When it comes to building a creative career, we know visibility matters. So all this AAPI Heritage Month, we’re proud to put AAPI creators at the forefront of all our programming—from the teachers we feature as part of our #CreativelyClasses series to the creative work we spotlight on our social accounts, including the incredibly talented Jeremy Nguyen.
Jeremy Nguyen is an illustrator, humor writer, and cartoonist based in Brooklyn, New York. His work has been featured in magazines like The New Yorker and several books, board games, and hotels around the country.
The Savannah College of Art and Design grad moved to Bushwick in 2011 to pursue a stand-up comedy career and honed his humor with a comic strip called “Stranger Than Bushwick,” which poked fun at his gentrifying Brooklyn neighborhood.
Nguyen’s sharp wit and whimsical humor gained a following and he broke through as a cartoonist for the New Yorker in 2017. He’s called their single-panel toons “the original memes.” Nguyen, who has described himself as a writer first and an artist second, finds inspiration from the world around him—jotting down dialogue he overhears in diners and coffee shops, then sketching and marrying wordplay with the art. The end result could essentially be considered an illustrated standup routine.
In recent years Nguyen has co-produced a monthly comics reading series called “Panels to the People,” and has occasionally made appearances at live comedy shows, conventions, and other special events.
You can check out their latest projects on Creatively [here]. And tap on the “AAPI Creator Spotlight” at the top of your Discover feed to see all the incredible AAPI creators we’re showcasing this month!
Meet cartoonist, illustrator, and humor writer, Jeremy Nguyen.
What is the first creative project you remember?
As kids, my brother and I would construct these really cool original Lego sets. We basically had a formula of creating five floors of a tree fort for our archers and knights to guard. As I would get older, I’d try to go taller and taller incorporating new Legos we got that year, without losing aesthetic and function. It got weird though, since we’d be forced to mix in weirder sets, and all of a sudden our cowboys are working hand in hand with our pirates to defend the fort from incoming dragons and Bionicles. Actually, that’d make a good cartoon…
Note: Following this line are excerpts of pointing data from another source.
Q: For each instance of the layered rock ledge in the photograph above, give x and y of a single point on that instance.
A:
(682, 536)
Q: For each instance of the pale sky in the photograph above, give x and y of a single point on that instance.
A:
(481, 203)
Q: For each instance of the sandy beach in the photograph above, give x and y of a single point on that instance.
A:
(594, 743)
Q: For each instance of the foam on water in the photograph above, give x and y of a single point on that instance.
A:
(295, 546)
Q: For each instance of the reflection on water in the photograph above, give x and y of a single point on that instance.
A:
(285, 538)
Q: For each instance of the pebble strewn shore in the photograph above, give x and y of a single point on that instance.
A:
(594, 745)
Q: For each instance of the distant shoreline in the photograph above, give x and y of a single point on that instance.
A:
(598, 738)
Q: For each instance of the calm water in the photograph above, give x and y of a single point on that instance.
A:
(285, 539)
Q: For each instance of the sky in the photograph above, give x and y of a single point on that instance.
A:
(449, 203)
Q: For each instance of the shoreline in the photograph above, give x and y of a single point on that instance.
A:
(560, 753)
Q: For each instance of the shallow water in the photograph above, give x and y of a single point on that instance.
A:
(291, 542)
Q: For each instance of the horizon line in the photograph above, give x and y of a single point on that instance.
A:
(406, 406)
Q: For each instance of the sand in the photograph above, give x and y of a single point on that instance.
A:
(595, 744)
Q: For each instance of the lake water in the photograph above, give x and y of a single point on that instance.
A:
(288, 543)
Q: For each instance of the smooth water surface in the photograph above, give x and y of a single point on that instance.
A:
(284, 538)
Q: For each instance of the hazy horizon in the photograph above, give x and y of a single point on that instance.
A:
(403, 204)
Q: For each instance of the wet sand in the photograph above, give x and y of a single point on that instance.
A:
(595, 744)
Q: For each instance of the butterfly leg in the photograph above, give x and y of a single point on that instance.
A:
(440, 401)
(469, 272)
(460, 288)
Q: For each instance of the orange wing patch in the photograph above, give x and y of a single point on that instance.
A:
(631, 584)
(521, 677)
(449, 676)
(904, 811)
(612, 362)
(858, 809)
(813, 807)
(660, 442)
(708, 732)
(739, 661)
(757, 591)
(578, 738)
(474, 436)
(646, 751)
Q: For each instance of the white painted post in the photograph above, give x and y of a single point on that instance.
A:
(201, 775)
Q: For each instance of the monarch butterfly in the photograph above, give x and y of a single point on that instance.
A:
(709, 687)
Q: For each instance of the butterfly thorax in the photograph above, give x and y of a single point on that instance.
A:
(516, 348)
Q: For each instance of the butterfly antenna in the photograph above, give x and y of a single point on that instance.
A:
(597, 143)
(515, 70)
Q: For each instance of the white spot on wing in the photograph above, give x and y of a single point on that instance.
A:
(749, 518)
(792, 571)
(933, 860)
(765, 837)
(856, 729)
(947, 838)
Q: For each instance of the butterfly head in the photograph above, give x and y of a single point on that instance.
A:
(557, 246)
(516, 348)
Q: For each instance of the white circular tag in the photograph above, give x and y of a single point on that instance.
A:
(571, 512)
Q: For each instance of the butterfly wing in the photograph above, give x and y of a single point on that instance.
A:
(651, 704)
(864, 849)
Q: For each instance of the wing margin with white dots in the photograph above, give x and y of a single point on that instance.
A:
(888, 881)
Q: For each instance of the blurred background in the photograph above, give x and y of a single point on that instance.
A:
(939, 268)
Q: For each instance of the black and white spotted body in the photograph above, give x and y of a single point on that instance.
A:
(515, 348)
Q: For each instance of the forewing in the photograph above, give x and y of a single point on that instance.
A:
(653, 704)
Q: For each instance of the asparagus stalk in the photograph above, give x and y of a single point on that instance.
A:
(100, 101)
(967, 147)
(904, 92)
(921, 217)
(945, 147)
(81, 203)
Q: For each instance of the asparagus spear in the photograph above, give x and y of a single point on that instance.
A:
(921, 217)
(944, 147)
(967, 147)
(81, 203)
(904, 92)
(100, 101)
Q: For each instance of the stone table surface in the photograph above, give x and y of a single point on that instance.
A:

Describe your aesthetic in three words.
Funny, modern, traditional.
What was the most fulfilling collaboration you’ve worked on?
My best friend from college and I made a board game in 2019 called Santa Monica. I flew out to Santa Monica and walked the boardwalk while I took a ton of pictures and made a billion observations. We stayed in a house for a week just living this board game. I was busy drawing buildings and beach activities while he refined gameplay with play-testers. And we’d hang out and joke like we did when we were in college. It was a really special week that flew by and it’s so cool to see a fully printed and playable board game as the result of it. It’s also nominated for a Golden Geek Award for Game of the Year!
What’s one creative project that taught you something fundamental about yourself?
I gave myself projects when I left college, like creating art for Tumblr. And I learned that I am fundamentally bad at making fan art. I felt desperate trying to play in that world, making art for likes. I have love for all the comics I read, TV shows I watch, but I just couldn’t channel any of that into creating fan interpretations of it.
Props to people who do, fan art can be a great way to figure out your craft. But for me, I was always interested in making original stuff, dreaming that something I created would get other people to make fan art of. I eventually found my way back because New Yorker cartoons came from all those things I love. I stuck J. Jonah Jameson into a cartoon, my favorite Spider-Man character!
Do you think creativity is something you’re born with, or something you’re taught?
Creativity is like any muscle. You can be born with better genes, but you can train yourself to be just as strong as anyone.
What’s the last dream you had?
Oh, I hate questions like these. I always forget dreams I just had, or just told someone, but I think I had a dream where Julia Louis-Dreyfuss was my mother? Or maybe I watched a ton of Veep recently and Selena Mayer creeped into my head to yell at me for something. In any case, I need to see a therapist and see what this means. My mother is not nice.
One hundred years from now, what do you hope people write about your work?
I’d love my cartoons to still be relevant in a hundred years. But I’m also realistic that humor will evolve and my cartoons will make no sense to that generation’s idea of what’s funny. Pandas might be extinct then and then all my panda cartoons featuring living pandas will be extremely offensive. But, I’d rather they say nothing about my work if they say I was a nice person. Or hot.